Em Janeiro deste ano testámos a versão alpha do jogo no The Playce para rapidamente ser adiado para Julho e depois para Outubro. Apesar de termos ficado com o pé atrás, tinhamos achado que graficamente Driveclub seguia no caminho certo, e a verdade é que nesse sentido chegou a bom porto, até posso arriscar que estará no pódio. Faltou o resto…

Quando falámos com Ben Gouldstone, Senior Game Designer da Evolution Studios, o próprio afirmou que o menú dinâmico precisava de estar no ponto, que toda a componente social precisava de estar apurada e instantânea para uma melhor experiência. E verdade seja dita a fluidez com que nos podemos integrar nos desafios propostos por outros jogadores na comunidade é surpreendente, mas o problema reside no seu core.
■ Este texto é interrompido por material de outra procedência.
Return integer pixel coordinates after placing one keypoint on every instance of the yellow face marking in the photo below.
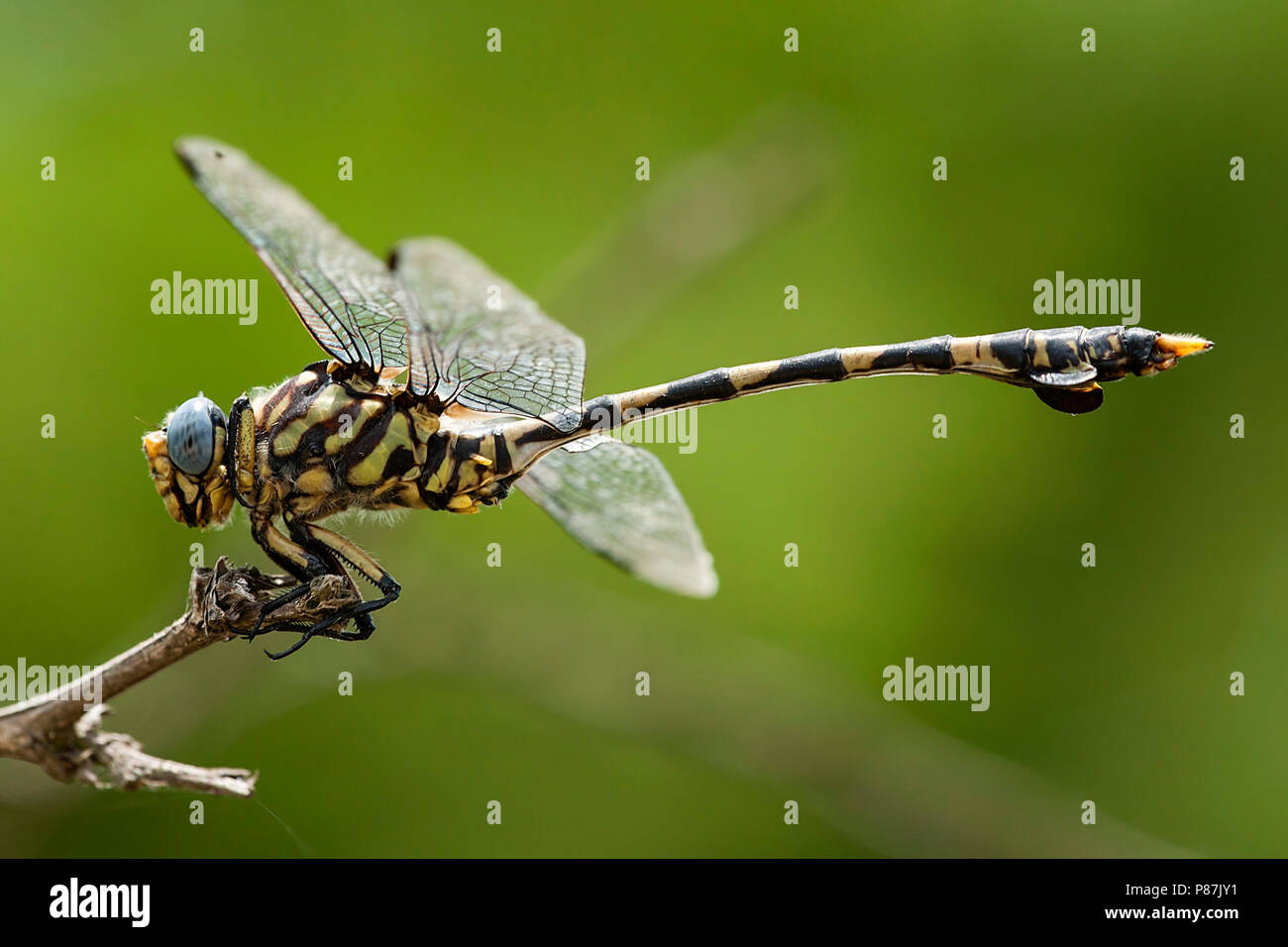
(187, 484)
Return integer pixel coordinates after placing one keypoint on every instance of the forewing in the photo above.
(493, 344)
(348, 299)
(618, 500)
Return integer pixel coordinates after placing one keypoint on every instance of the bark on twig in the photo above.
(63, 736)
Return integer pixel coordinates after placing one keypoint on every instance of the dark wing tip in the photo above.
(197, 154)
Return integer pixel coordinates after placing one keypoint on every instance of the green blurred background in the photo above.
(810, 169)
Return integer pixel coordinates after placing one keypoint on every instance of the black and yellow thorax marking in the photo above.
(325, 442)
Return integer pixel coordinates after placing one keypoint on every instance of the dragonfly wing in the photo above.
(618, 500)
(493, 344)
(351, 303)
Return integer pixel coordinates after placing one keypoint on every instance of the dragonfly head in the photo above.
(1149, 352)
(187, 463)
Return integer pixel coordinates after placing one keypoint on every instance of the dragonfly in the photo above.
(445, 388)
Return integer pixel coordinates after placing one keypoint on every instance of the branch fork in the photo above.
(64, 737)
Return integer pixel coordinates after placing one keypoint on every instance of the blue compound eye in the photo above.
(191, 434)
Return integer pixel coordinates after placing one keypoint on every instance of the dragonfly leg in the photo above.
(317, 551)
(338, 547)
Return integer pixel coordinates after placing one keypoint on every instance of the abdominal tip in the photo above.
(1180, 346)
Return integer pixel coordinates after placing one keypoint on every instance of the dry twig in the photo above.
(63, 736)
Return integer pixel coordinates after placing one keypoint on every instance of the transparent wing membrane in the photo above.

É que assim que pegamos em Driveclub, somos literalmente atirados para uma primeira corrida, sem saber muito bem porquê e para quê, apenas sabemos que temos que chegar aos 3 primeiros. Ao completarmos esse objectivo outras tantas corridas e modos são apresentados num grupo de mosaicos, demasiado básicos e pouco orgânicos. A própria organização das corridas é um pouco pointless, isto porque temos objectivos em cada corrida ou evento, seja ficar nos 3 primeiros ou bater o recorde de velocidade de um trecho da pista, etc; mas no fundo apenas vamos ganhar “fame”, uma espécie de XP, para subir de nível e ganhar outro carro. Sim não ganhámos “dinheiro” para comprar o carro que queremos, seja por carolice ou por estilo de condução. Basicamente quem subir de nível mais depressa, mais depressa vai ganhar quen não fizer e por aí adiante. Até porque as opções de “tunagem” são tão poucas que a única diferença em níveis mais elevados é se tens o carro mais rápido ou não. É um pouco isto que senti ao jogar Driveclub.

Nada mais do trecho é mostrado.